Our modern term “common sense” derives from the ancient notion of sensus communis. Since antiquity, philosophers and theologians have discussed the bodily senses and how they interact together. Discussions about the unity of bodily senses appear in works by Plato, Aristotle, Aquinas, Locke, and Kant. Martin Luther talked about the bodily senses in his explanation of the first article of the Apostles’ Creed: “I believe that God has made me and all creatures; that he has given me my body and soul, eyes, ears, and all my members, my reason and all my senses, and still takes care of them.”

In Redeeming Technology, a new book I co-authored with physician Brian Smith, we explore how the unity of the senses (sensus communis) is affected by digital media.

The communion of the bodily senses—touch, sight, hearing, smell, so forth—is essential to our knowledge and perception. We cannot engage the world apart from our bodily senses. Yet, we argue, technology and media reorient these senses in massive ways.

Different kinds of media prioritize one bodily sense over the other. For example, a Zoom video call gives priority to sight and sound over other bodily senses such as smell or touch that are more heavily involved in face-to-face conversations. Using headphones to listen to an audio recording of a classical concerto gives priority to the ears whereas the actual symphony hall involves seeing the musicians, feeling the sounds, and imbibing the fullness of the atmosphere. Digital media distorts our common sense—the unity of all our senses—by giving priority to some of our bodily senses over and against our other senses. (121)

How does this apply to online worship? Like any digitally mediated content, online worship services come to us by way of sights and sounds through a screen. This means online worship ruptures our common sense: our eyes (sight) and ears (auditory) are in the sanctuary while our bodies (tactile) and our noses and mouths (chemical) are in our living rooms. You see and hear one place while touching and smelling another place. Some of your bodily senses are engaged by the place of worship while your other bodily senses are at home, petting the cat or eating pancakes. This creates discord among the senses.

Online worship ruptures our common sense: our eyes (sight) and ears (auditory) are in the sanctuary while our bodies (tactile) and our noses and mouths (chemical) are in our living rooms.

While online worship allows us to truly worship the living God, it ruptures our common sense in a way that doesn’t happen with in-person worship (unless we’re swiping and staring at our smartphone the entire time we sit in a church pew). This is not to deny the real value of online worship, especially for individuals with unique accessibility needs; however, it does offer us a way to understand how it differs from in-person worship.

Bringing Our Whole Selves to Worship

Long before digital media, Scripture described the differences between mediated communication and in-person communication. For example, 2 John ends with: “Though I have much to write to you, I would rather not use paper and ink. Instead I hope to come to you and talk face to face, so that our joy may be complete” (2 John 1:12; see also 3 John 1:13–14).
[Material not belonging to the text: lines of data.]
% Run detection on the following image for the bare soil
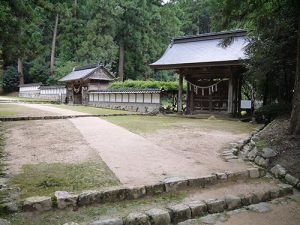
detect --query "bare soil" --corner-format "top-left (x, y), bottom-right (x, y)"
top-left (5, 120), bottom-right (100, 174)
top-left (259, 118), bottom-right (300, 179)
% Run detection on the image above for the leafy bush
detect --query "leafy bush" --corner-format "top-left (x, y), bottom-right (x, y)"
top-left (254, 103), bottom-right (291, 123)
top-left (109, 80), bottom-right (186, 90)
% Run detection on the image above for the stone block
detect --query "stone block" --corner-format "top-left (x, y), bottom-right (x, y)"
top-left (164, 177), bottom-right (188, 192)
top-left (187, 201), bottom-right (207, 218)
top-left (270, 188), bottom-right (280, 200)
top-left (124, 213), bottom-right (151, 225)
top-left (100, 188), bottom-right (127, 203)
top-left (89, 218), bottom-right (123, 225)
top-left (248, 168), bottom-right (260, 178)
top-left (227, 170), bottom-right (249, 181)
top-left (146, 209), bottom-right (171, 225)
top-left (254, 156), bottom-right (269, 168)
top-left (239, 193), bottom-right (253, 206)
top-left (78, 190), bottom-right (102, 206)
top-left (271, 164), bottom-right (287, 178)
top-left (247, 147), bottom-right (257, 161)
top-left (23, 196), bottom-right (52, 211)
top-left (258, 168), bottom-right (267, 177)
top-left (54, 191), bottom-right (78, 209)
top-left (253, 191), bottom-right (271, 204)
top-left (126, 186), bottom-right (146, 199)
top-left (259, 148), bottom-right (277, 159)
top-left (0, 218), bottom-right (10, 225)
top-left (224, 195), bottom-right (242, 210)
top-left (278, 184), bottom-right (293, 197)
top-left (146, 183), bottom-right (166, 195)
top-left (284, 173), bottom-right (299, 187)
top-left (205, 199), bottom-right (226, 213)
top-left (168, 204), bottom-right (192, 224)
top-left (215, 173), bottom-right (228, 182)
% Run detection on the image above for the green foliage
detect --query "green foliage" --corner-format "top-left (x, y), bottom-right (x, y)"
top-left (3, 66), bottom-right (19, 92)
top-left (109, 80), bottom-right (186, 90)
top-left (254, 103), bottom-right (291, 123)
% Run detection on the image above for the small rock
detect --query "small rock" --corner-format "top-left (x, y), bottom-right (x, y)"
top-left (278, 184), bottom-right (293, 197)
top-left (146, 183), bottom-right (165, 195)
top-left (224, 195), bottom-right (242, 210)
top-left (187, 201), bottom-right (207, 218)
top-left (127, 186), bottom-right (146, 199)
top-left (248, 202), bottom-right (271, 213)
top-left (206, 199), bottom-right (225, 213)
top-left (164, 177), bottom-right (188, 192)
top-left (271, 164), bottom-right (287, 178)
top-left (259, 148), bottom-right (277, 159)
top-left (254, 191), bottom-right (271, 202)
top-left (0, 218), bottom-right (10, 225)
top-left (146, 209), bottom-right (171, 225)
top-left (90, 218), bottom-right (123, 225)
top-left (23, 196), bottom-right (52, 211)
top-left (284, 173), bottom-right (299, 187)
top-left (168, 204), bottom-right (192, 224)
top-left (124, 213), bottom-right (151, 225)
top-left (227, 170), bottom-right (249, 181)
top-left (78, 190), bottom-right (101, 206)
top-left (247, 147), bottom-right (257, 161)
top-left (248, 168), bottom-right (259, 178)
top-left (54, 191), bottom-right (78, 209)
top-left (215, 173), bottom-right (227, 182)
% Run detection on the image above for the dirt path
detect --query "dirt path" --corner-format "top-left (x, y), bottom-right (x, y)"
top-left (71, 118), bottom-right (251, 185)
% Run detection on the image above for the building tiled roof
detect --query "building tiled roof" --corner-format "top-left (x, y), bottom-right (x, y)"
top-left (59, 64), bottom-right (114, 82)
top-left (40, 85), bottom-right (66, 90)
top-left (150, 30), bottom-right (248, 69)
top-left (89, 88), bottom-right (162, 94)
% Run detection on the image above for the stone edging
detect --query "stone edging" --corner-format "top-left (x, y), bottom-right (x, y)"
top-left (64, 184), bottom-right (293, 225)
top-left (0, 113), bottom-right (145, 122)
top-left (18, 168), bottom-right (266, 211)
top-left (239, 122), bottom-right (300, 190)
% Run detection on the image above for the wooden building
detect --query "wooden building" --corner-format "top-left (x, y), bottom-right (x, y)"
top-left (59, 64), bottom-right (115, 104)
top-left (150, 30), bottom-right (248, 116)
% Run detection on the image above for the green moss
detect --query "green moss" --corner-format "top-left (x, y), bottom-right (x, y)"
top-left (6, 192), bottom-right (187, 225)
top-left (10, 160), bottom-right (119, 198)
top-left (53, 105), bottom-right (134, 115)
top-left (105, 115), bottom-right (256, 134)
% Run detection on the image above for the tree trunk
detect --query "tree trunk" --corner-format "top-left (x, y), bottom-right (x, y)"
top-left (50, 14), bottom-right (58, 76)
top-left (18, 58), bottom-right (24, 84)
top-left (290, 10), bottom-right (300, 134)
top-left (118, 41), bottom-right (125, 82)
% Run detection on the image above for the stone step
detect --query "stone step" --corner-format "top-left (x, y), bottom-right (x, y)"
top-left (18, 167), bottom-right (266, 211)
top-left (65, 183), bottom-right (293, 225)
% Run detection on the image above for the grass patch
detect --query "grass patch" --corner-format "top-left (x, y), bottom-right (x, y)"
top-left (104, 115), bottom-right (257, 134)
top-left (0, 104), bottom-right (19, 117)
top-left (6, 192), bottom-right (187, 225)
top-left (10, 161), bottom-right (119, 198)
top-left (54, 104), bottom-right (134, 115)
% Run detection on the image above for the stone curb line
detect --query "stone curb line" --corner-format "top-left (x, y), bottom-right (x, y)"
top-left (21, 168), bottom-right (266, 211)
top-left (0, 113), bottom-right (145, 122)
top-left (240, 122), bottom-right (300, 190)
top-left (64, 184), bottom-right (293, 225)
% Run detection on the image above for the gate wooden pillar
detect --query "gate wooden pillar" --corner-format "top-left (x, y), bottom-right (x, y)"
top-left (177, 73), bottom-right (183, 113)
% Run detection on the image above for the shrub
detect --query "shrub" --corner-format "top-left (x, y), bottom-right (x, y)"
top-left (254, 103), bottom-right (291, 123)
While recognizing that something real and meaningful has been conveyed through these epistles, John affirms that different, preferable possibilities exist when talking face-to-face. One important difference is common sense. When it’s possible to communicate face-to-face, in physical presence with others (and sometimes it’s not), it is preferable to other mediated forms simply because it involves our full selves. As with a letter, a livestreamed worship service by its nature only engages some, but not all, of our senses. The mediated distance necessitated by livestreamed worship reminds us of the ideal: being physically present with the people of God.

Common sense—the communion of touch, sight, hearing, smell, and our other senses—is essential to human knowledge and perception. It’s how God made us. When all of our bodily senses are gathered together in the same place at the same time with one another, we experience common sense worship—worship as holistic beings, with all our senses engaged and directed toward the Creator who designed us as he did for a reason.